Letting anxiety have free reign over your mind and body increases anxiety. However, intentionally and purposefully taking measures to keep going despite feeling anxious is a natural way to reduce anxiety. These five strategies are designed to let you reclaim your life now, rather than waiting for anxiety to subside before you begin to truly live. This is the heart of reducing anxiety by letting yourself be anxious. 

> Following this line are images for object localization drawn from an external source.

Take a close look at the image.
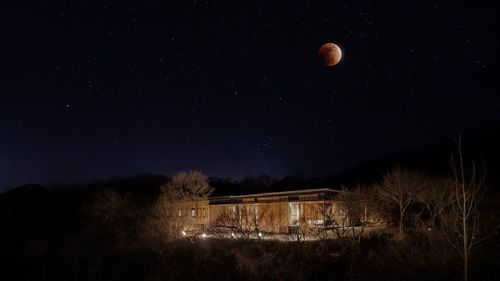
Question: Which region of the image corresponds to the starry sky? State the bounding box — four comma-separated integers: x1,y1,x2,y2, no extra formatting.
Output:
1,0,498,188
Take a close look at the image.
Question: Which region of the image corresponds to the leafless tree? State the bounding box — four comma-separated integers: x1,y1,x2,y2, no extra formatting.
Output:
415,176,454,229
251,204,279,238
318,201,351,240
143,171,212,252
360,185,388,226
85,190,139,250
377,167,425,235
215,205,254,239
215,203,277,239
143,192,178,252
162,170,214,200
295,204,316,241
316,188,366,241
340,189,368,241
441,137,498,281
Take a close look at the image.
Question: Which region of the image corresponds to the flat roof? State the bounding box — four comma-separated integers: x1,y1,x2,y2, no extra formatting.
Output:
209,188,345,200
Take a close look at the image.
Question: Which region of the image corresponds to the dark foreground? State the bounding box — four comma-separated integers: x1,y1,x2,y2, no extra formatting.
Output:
1,232,498,281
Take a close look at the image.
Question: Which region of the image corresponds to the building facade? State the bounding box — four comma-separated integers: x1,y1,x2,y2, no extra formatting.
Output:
180,188,354,236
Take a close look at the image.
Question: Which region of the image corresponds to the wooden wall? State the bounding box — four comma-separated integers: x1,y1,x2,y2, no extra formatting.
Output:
168,200,210,232
207,200,347,234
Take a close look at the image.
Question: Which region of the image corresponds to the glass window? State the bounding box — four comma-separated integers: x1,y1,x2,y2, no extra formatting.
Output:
231,205,239,219
288,203,300,225
191,208,196,217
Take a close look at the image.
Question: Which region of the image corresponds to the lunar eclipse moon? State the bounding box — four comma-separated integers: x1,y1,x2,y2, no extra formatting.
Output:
318,43,342,67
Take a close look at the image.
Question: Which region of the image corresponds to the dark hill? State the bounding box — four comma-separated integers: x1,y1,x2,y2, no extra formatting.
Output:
0,174,169,256
269,127,500,192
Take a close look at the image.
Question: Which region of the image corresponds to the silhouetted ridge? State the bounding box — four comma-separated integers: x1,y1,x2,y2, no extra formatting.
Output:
270,126,500,191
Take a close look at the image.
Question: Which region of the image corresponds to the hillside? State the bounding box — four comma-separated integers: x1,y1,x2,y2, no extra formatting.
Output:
269,127,500,192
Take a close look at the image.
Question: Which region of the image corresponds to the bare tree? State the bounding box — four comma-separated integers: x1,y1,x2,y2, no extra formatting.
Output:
215,203,277,239
359,185,388,226
316,201,335,239
377,167,425,235
215,205,254,239
296,204,315,241
318,200,351,240
143,171,212,251
339,189,368,241
142,192,177,253
316,189,366,241
441,137,493,281
250,204,279,238
85,190,139,250
415,176,454,229
162,170,214,200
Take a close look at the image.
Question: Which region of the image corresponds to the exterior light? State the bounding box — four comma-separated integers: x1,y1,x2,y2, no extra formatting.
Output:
258,232,262,237
231,232,235,238
181,230,186,236
202,233,207,238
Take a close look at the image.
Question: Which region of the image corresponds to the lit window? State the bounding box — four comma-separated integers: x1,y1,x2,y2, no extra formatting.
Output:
231,205,239,218
288,203,300,225
178,210,182,217
191,208,195,217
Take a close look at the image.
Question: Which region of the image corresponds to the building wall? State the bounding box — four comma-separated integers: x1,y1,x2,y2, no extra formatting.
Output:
208,202,289,233
167,200,210,233
172,190,357,235
207,199,349,234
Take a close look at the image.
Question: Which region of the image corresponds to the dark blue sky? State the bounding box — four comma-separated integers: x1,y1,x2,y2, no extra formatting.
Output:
1,0,498,188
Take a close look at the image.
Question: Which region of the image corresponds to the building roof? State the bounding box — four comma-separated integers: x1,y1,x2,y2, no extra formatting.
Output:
208,188,348,204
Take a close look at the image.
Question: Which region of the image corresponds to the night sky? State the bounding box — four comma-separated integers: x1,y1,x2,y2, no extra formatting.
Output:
1,0,498,188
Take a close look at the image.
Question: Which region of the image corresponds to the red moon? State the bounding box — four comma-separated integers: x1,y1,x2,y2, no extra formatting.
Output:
318,43,342,66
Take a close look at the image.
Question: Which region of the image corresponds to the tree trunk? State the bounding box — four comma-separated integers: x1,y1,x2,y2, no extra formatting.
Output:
399,207,404,235
464,253,468,281
462,180,468,281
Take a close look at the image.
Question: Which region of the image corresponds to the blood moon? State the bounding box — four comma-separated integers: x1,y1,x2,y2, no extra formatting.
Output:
318,43,342,67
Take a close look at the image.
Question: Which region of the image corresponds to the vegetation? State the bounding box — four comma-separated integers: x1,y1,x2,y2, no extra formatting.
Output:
1,143,499,281
143,170,213,250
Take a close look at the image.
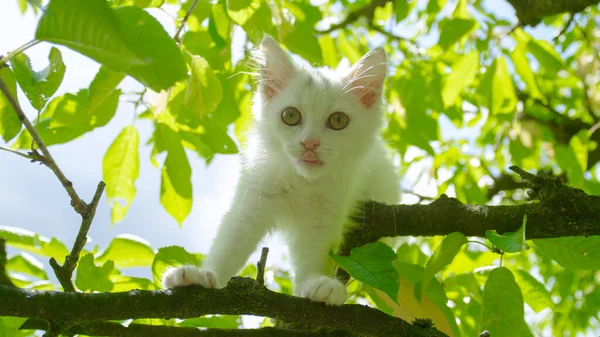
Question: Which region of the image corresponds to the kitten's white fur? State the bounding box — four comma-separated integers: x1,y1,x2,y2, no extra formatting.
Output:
162,37,400,306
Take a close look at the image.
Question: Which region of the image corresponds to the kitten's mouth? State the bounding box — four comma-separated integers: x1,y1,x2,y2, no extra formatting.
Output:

What tips to reduce anxiety do you have to share?

APA Reference
Peterson, T. (2018, September 13). 5 Tips to Reduce Anxiety by Letting Yourself Be Anxious, HealthyPlace. Retrieved on 2024, December 24 from https://www.healthyplace.com/blogs/anxiety-schmanxiety/2018/9/5-tips-to-reduce-anxiety-by-letting-yourself-be-anxious



Author: Tanya J. Peterson, MS, NCC, DAIS

Tanya J. Peterson is the author of numerous anxiety self-help books, including The Morning Magic 5-Minute Journal, The Mindful Path Through Anxiety, 101 Ways to Help Stop Anxiety, The 5-Minute Anxiety Relief Journal, The Mindfulness Journal for Anxiety, The Mindfulness Workbook for Anxiety, and Break Free: Acceptance and Commitment Therapy in 3 steps. She has also written five critically acclaimed, award-winning novels about life with mental health challenges. She delivers workshops for all ages and provides online and in-person mental health education for youth. She has shared information about creating a quality life on podcasts, summits, print and online interviews and articles, and at speaking events. Tanya is a Diplomate of the American Institution of Stress helping to educate others about stress and provide useful tools for handling it well in order to live a healthy and vibrant life. Find her on her website, Facebook, Instagram, and Twitter.

Tyler
September, 13 2018 at 2:41 pm

This is great, another thing that helps me when I'm on the verge of an attack is to look at the situation as objectively as possible and tell myself "Its saturday, Im sitting on a train, Im in no immediate danger." and take deeep breaths. Combining techniques like this with natural remedies like CBD oil have seriously improved my ability to navigate stress

RefluxMD, Inc
September, 15 2018 at 5:19 am

Thanks for sharing your post.

terapia de pareja
September, 26 2018 at 11:54 am

Hi Tanya. We can´t lose the second part of your article. We agree with you and add one more tip: Be careful or take distance of strength sources of stress like toxic people, strong noise, large periods of job, news about future in tv, radio, so on If you can, If not, practice the acceptance and the not judgment.

September, 26 2018 at 12:29 pm

Yes! I agree wholeheartedly and am so glad you added this tip. We all do need to put distance between ourselves and all of the "garbage" you mentioned. Physical distance is best, but mental distance (acceptance) is helpful, too, when we can't get away from all of this. Thank you!